By slashing its benchmark interest rate by 50bp, the US Federal Reserve indicates its long term pessimism. The graph shows that before the move, all the US interest rates were below the fed funds rate (this is not the normal situation in which long term rates are above short term rates).
The deep drop to 1-1.25% (from 1.50-1.75%) says that the Fed doesn’t expect the rates to come back rapidly in a range that could be consistent with the former Fed’s benchmark level.
In other words, the US central bank thinks that all the interest rates will remain low for an extended period and adjust its monetary policy stance. This reflects the uncertainty associated with the coronavirus. We don’t know when a vaccine could be available and/or if the end of winter will end the epidemic. On both elements we have doubts, notably on the second as cases are declared in warm regions of the globe. It doesn’t seem to be specific to winter.
If we have this in mind, it means that the Fed fears a weaker economic outlook in coming months ( a recession ?) and its move is just to adapt to this new environment. This may stabilize financial markets in the short run but if uncertainty remains, no long-term U-Turn can be expected.
Therefore it is not a boost for demand, it’s just a way to avoid bankruptcies of many US companies.

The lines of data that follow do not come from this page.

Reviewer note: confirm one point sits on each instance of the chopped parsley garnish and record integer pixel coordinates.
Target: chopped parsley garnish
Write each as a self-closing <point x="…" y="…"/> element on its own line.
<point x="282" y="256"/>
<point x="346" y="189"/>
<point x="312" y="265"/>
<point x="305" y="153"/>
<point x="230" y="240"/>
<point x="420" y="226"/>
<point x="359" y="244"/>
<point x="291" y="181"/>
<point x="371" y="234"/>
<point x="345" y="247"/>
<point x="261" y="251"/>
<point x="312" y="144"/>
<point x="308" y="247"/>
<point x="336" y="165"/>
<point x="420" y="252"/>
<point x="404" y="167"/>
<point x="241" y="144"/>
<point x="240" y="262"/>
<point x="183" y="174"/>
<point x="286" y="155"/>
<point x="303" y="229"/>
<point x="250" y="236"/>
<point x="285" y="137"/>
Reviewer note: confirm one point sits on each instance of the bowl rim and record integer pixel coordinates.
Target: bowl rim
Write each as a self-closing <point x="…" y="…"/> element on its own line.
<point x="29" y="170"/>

If this large uncertainty remains, we have to expect lower rates in the future and a new drop in the Fed’s benchmark rate. The story is not over.
The interesting point is that in this environment, the situation cannot be managed by the US central bank. As far as the vaccine doesn’t exist or as far as the virus has not disappear the Fed will be a follower not a leader. The main question is how the US health system will manage the epidemic. Will quarantine be necessary ? or how this health system will be able to gather all its strength to fight the virus? That’s out of the Fed’s perimeter.